One other notable fact here: these advances are coming from a Chinese AI company. Given that US AI companies are not shy about using the threat of Chinese AI dominance to push their interests — and given that there really is a geopolitical race around this technology — that says a lot about how fast China may be catching up.
A lot of people I know are sick of hearing about AI. They’re sick of AI slop in their newsfeeds and AI products that are worse than humans but dirt cheap, and they aren’t exactly rooting for OpenAI (or anyone else) to become the world’s first trillionaires by automating entire industries.

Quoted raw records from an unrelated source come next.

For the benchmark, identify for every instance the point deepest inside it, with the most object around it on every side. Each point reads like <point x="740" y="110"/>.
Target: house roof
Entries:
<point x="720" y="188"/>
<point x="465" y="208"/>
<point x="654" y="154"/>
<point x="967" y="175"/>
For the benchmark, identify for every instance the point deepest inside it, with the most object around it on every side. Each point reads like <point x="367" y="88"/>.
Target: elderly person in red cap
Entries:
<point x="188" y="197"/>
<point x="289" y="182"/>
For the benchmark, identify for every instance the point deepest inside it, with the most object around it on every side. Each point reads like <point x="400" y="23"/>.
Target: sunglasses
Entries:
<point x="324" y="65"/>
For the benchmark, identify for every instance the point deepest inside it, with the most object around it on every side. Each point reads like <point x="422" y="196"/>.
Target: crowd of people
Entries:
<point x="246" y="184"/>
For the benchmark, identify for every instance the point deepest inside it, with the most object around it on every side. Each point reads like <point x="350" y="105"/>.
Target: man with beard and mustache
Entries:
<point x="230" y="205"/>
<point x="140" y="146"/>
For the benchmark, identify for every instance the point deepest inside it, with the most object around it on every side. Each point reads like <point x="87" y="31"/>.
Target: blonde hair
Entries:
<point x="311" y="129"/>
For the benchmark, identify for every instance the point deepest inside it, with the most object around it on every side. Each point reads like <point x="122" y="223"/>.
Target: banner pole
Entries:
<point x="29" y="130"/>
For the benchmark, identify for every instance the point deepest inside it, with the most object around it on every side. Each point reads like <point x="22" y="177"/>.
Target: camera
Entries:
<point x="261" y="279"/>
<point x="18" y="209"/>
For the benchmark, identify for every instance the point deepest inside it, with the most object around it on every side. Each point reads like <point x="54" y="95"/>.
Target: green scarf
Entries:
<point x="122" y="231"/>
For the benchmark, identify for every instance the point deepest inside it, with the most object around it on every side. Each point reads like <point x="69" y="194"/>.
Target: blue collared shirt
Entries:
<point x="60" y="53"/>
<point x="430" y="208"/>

But I think that in 2025, AI is really going to matter — not because of whether these powerful systems get developed, which at this point looks well underway, but for whether society is ready to stand up and insist that it’s done responsibly.
When AI systems start acting independently and committing serious crimes (all of the major labs are working on “agents” that can act independently right now), will we hold their creators accountable? If OpenAI makes a laughably low offer to its nonprofit entity in its transition to fully for-profit status, will the government step in to enforce nonprofit law?
A lot of these decisions will be made in 2025, and the stakes are very high. If AI makes you uneasy, that’s a lot more reason to demand action than it is a reason to tune out.